Aber Du hast mich dann wohl mit Deiner Frage auf die richtige Idee gebracht. Ich muss dann das USE-Flag "amd64" (oder entsprechendes) demaskieren. Dann sollte es klappen. Ich hatte nicht an diesen Weg gedacht.   :Embarassed: 

Ich probiere es dann einfach mal aus.

----------

## Klaus Meier

~amd64 ist kein Use Flag. Bei dir steht in der make.conf entweder ACCEPT_KEYWORDS="~amd64" oder ACCEPT_KEYWORDS="amd64". Mit ersterem hast du ein testing System, mit dem anderen ein stable. Wenn du das änderst, dann baust du dein ganzes System neu.

----------

## LinuxTom

Und wie trage ich das dann in mein Profile ein, dass truecrypt installiert wird? Denn ein Unstable System will ich nicht haben. Bestimmte Pakete sind ok. Wie eben TrueCrypt.

----------

## Klaus Meier

Du trägst es nicht ins Profil ein sondern in die package.unmask.

----------

## LinuxTom

 *Klaus Meier wrote:*   

> Du trägst es nicht ins Profil ein sondern in die package.unmask.

 

Gibt es denn keinen anderen Weg? So dass ich das schon in meinem eigens erstellten Profil vordefinieren kann?

----------

## Klaus Meier

In den Profilen werden USE-Flags gesetzt und keine Pakete maskiert oder demaskiert.

----------

## Josef.95

 *Quote:*   

> Du trägst es nicht ins Profil ein sondern in die package.unmask.
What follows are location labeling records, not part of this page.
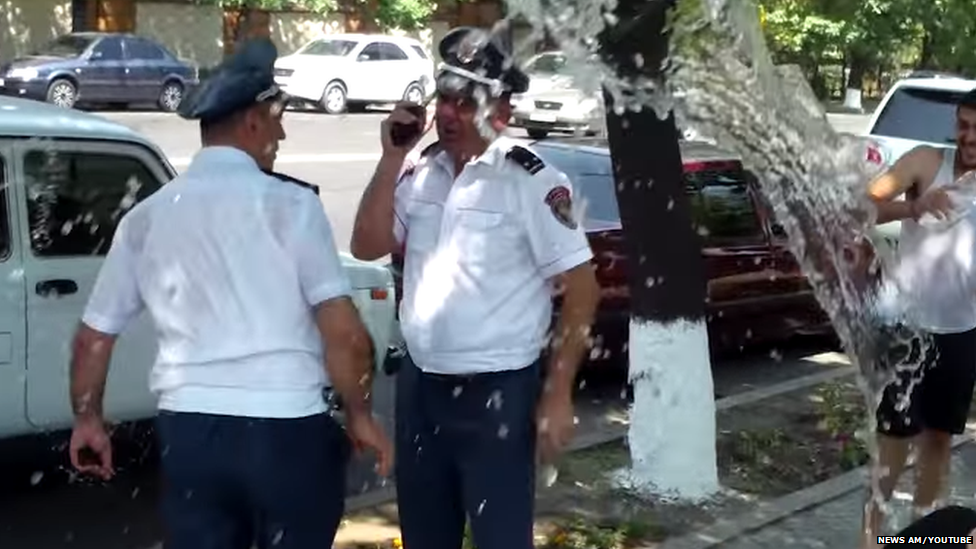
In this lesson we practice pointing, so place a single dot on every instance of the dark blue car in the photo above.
(100, 68)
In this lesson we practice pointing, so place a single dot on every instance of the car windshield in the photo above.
(546, 64)
(65, 46)
(919, 114)
(336, 48)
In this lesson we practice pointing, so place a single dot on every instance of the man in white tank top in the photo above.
(935, 286)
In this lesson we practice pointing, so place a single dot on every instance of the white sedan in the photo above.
(350, 71)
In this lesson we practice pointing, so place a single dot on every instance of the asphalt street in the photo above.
(337, 153)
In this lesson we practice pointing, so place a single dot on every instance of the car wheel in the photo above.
(334, 98)
(414, 94)
(171, 96)
(62, 93)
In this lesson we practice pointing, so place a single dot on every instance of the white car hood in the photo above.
(315, 62)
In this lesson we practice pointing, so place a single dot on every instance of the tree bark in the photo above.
(672, 428)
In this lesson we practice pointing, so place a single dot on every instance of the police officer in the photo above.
(240, 274)
(488, 233)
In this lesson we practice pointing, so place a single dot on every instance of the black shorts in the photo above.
(935, 396)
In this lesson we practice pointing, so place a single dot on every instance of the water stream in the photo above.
(723, 87)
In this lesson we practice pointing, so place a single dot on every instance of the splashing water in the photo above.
(722, 87)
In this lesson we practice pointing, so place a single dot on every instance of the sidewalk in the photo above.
(834, 524)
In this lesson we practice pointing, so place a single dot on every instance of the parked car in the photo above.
(351, 71)
(918, 111)
(554, 103)
(100, 68)
(67, 176)
(756, 290)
 Sorry, aber das ist so nicht ganz richtig...

Ein Paket welches laut ebuild  masked by ~arch keyword maskiert ist wird normal in der package.keywords demaskiert. In der package.unmask hat das nichts zu suchen.

Und Pakete können sehr wohl schon im Profil maskiert sein, oder werden. Zb wenn ein amd64 no-multilib Profil verwendet wird, dann sind idR alle Pakete die die eben doch 32bit libs benötigen würden schon vom Profil her maskiert.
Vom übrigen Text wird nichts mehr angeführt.